MIAMI – Nery Perez-Valdes wanted to become a doctor, but life got in the way.
She fled Cuba for Miami with her mom when she was 11 and found herself working at 14 to help pay the bills. Nery would become a single mom and for a long stretch worked two jobs to keep the lights on and food on the table.
Nery always wanted a private school education for her daughter, Ilen, and a Florida Tax Credit Scholarship made possible by corporate donations to Step Up For Students allowed that to happen.
“I was a single mom since I was three months pregnant, and when I’m saying, ‘single mom,’ I’m telling you ‘single mom.’ No child support. No help. No nothing. Period. The end,” Nery said. “Thanks to Step Up For Students, Ilen was able to get the education I wanted for her.”
Ilen has made the most of that opportunity – and then some.

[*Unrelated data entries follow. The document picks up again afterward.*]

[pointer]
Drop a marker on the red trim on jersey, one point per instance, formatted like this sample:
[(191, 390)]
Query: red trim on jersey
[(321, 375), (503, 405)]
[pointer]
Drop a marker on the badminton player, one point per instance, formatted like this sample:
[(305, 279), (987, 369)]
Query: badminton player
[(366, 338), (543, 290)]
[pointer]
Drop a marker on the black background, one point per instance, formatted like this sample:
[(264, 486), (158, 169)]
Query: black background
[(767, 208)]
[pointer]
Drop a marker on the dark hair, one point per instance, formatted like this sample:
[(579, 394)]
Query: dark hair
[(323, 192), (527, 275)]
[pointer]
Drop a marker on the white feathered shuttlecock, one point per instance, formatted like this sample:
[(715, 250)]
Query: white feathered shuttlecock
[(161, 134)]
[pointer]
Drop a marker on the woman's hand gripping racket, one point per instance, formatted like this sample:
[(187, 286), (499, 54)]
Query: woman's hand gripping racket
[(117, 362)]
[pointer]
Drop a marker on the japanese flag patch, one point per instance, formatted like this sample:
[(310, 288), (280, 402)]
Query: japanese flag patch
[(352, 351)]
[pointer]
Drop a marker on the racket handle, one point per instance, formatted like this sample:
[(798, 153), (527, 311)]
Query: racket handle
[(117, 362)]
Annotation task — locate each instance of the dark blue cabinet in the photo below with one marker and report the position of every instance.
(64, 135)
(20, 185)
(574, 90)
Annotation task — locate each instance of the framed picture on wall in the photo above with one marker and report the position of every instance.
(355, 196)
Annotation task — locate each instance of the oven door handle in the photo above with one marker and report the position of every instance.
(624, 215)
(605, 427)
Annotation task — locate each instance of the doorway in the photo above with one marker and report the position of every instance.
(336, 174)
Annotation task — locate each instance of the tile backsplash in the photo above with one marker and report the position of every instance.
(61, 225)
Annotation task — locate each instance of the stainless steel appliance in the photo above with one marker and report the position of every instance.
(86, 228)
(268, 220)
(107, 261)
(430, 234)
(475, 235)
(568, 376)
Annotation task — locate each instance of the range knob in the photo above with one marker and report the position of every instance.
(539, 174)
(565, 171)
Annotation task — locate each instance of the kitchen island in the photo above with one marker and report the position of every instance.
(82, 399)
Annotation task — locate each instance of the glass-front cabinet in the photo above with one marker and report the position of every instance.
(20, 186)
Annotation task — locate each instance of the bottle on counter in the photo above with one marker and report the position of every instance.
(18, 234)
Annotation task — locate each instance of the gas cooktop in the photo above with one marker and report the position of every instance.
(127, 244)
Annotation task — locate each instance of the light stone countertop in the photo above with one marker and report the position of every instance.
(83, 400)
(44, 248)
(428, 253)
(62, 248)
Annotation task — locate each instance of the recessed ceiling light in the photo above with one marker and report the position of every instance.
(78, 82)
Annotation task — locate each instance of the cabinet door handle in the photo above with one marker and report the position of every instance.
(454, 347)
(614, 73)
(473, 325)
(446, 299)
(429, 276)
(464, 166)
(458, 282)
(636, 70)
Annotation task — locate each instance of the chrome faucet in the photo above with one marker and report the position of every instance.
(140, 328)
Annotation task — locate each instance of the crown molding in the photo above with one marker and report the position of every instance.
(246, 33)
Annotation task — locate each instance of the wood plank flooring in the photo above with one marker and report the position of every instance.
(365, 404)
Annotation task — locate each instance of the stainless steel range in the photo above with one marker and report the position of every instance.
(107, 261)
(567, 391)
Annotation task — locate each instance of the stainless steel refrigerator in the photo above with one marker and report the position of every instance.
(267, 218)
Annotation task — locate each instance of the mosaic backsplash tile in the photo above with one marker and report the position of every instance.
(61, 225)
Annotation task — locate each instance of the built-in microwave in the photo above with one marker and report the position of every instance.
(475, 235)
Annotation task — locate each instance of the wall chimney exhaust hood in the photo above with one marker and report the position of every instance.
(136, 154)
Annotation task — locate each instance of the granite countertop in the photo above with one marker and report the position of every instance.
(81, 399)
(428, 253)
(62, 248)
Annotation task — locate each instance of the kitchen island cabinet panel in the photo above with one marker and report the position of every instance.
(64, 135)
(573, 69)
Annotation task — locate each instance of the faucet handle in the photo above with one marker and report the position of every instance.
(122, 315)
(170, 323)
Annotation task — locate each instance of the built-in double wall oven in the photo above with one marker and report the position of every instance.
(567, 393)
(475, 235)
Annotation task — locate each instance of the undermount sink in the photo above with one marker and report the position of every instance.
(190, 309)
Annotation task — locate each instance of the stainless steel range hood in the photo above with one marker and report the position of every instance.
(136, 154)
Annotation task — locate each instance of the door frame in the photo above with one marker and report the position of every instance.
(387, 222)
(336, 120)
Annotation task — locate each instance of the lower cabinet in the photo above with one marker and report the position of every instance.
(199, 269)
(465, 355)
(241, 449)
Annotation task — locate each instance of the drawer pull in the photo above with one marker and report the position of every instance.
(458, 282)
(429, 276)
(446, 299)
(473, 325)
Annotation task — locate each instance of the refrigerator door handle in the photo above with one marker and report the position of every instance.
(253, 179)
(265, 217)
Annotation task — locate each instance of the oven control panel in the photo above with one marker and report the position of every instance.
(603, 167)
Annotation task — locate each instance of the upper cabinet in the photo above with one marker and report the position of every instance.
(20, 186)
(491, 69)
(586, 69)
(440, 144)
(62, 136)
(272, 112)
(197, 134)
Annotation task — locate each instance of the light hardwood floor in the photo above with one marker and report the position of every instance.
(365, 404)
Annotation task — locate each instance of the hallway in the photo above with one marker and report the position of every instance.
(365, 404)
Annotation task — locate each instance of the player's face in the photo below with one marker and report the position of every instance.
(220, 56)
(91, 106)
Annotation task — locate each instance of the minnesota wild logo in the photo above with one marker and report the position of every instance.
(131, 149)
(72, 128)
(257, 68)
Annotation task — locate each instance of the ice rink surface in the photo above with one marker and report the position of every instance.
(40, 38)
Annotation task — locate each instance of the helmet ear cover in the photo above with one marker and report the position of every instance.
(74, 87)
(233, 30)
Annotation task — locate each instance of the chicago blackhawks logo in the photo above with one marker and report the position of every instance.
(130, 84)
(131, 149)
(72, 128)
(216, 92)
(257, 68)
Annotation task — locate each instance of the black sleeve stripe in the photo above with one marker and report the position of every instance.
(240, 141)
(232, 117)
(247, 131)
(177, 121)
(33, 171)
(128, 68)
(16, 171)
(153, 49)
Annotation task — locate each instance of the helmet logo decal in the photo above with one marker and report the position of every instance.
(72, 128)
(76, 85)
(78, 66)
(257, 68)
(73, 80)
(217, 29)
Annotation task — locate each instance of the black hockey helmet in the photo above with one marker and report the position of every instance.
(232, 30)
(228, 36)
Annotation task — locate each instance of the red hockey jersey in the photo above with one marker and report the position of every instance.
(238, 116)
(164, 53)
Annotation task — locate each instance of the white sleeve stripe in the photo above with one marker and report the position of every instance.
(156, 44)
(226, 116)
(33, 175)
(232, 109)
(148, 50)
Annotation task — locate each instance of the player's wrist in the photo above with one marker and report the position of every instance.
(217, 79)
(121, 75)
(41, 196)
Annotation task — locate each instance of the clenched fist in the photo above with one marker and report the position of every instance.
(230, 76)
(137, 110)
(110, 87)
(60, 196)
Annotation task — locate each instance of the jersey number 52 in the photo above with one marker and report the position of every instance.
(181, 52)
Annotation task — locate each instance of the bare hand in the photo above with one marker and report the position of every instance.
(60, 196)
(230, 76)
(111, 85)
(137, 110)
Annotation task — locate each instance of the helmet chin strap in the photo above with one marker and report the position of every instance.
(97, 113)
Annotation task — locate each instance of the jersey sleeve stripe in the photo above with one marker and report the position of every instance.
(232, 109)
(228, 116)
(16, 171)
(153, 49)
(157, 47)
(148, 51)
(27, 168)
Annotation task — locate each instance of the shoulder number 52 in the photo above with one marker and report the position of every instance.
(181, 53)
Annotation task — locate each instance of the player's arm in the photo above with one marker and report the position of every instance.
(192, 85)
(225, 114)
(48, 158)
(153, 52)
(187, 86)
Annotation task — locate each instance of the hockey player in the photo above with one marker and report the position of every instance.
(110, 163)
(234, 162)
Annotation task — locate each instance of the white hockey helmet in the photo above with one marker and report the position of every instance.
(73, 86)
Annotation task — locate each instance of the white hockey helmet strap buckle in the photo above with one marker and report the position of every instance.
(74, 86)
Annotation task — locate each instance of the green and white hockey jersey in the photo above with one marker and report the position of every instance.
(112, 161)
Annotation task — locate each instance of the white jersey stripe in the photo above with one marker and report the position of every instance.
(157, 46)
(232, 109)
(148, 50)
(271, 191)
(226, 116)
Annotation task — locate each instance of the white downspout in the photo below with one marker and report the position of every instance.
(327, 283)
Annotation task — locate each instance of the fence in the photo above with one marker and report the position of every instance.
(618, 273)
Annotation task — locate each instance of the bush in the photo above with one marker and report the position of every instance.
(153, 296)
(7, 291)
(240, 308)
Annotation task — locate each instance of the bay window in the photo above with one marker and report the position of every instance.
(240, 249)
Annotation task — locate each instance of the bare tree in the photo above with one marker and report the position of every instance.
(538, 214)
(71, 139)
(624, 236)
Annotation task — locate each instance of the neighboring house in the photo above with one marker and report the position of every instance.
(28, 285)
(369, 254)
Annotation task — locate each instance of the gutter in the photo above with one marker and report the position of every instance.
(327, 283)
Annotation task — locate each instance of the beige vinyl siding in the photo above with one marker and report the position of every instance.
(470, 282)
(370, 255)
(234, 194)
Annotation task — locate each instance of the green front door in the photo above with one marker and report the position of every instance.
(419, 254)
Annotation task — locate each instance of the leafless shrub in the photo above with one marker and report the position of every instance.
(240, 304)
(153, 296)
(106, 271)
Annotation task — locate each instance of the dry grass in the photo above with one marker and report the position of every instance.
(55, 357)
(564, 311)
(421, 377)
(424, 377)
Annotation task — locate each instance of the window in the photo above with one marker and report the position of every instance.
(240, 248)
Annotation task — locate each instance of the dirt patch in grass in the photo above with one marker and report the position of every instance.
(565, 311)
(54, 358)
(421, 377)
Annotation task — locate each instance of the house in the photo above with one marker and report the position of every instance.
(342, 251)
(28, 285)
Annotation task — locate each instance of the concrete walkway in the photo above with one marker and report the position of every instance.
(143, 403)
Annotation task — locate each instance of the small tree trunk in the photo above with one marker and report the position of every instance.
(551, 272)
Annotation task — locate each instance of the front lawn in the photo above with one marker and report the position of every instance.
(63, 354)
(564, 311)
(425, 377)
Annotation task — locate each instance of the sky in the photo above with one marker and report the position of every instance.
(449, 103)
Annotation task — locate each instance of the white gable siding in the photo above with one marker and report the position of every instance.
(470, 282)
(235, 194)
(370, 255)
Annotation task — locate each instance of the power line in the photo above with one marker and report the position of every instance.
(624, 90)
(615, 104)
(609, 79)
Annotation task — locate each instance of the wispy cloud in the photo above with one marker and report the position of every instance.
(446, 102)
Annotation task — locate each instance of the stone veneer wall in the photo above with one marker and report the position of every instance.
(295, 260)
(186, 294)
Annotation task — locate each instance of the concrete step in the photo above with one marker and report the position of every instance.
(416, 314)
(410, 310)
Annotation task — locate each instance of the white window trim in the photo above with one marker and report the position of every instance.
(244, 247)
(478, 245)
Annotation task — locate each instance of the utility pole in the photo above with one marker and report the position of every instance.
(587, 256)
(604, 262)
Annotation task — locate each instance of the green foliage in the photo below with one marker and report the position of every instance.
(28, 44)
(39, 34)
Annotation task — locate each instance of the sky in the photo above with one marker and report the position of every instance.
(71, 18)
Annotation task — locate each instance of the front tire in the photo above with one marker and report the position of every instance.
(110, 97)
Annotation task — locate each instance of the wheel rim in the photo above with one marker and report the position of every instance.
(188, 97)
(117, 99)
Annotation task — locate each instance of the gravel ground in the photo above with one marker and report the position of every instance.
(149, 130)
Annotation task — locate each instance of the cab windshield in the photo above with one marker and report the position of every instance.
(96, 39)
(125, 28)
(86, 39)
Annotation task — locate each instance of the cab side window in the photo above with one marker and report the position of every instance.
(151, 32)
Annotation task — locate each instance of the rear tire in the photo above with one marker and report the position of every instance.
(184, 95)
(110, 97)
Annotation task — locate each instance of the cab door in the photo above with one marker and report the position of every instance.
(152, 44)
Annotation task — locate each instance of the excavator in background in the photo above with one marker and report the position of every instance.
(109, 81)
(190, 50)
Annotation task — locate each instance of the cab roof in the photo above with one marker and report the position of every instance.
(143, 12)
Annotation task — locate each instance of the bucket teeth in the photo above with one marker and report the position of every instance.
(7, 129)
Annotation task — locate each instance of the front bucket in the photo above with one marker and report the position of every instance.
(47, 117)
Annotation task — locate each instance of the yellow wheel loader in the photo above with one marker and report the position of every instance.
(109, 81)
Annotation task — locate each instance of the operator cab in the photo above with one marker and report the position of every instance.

She graduated this spring near the top of her class at Immaculate-LaSalle High School, a prestigious Catholic school in Miami. She has a scholarship to the University of Miami and plans to major in neuroscience and double minor in business administration management and Spanish. Her goal is to attend medical school and become a pediatric oncologist.
“My mother never received a college education. She was barely able to graduate high school. All she has done since she got (to the United States) is work, work, work,” Ilen said. “She came here looking for the American dream. I feel like if I succeed, she can live out her American dream through me.”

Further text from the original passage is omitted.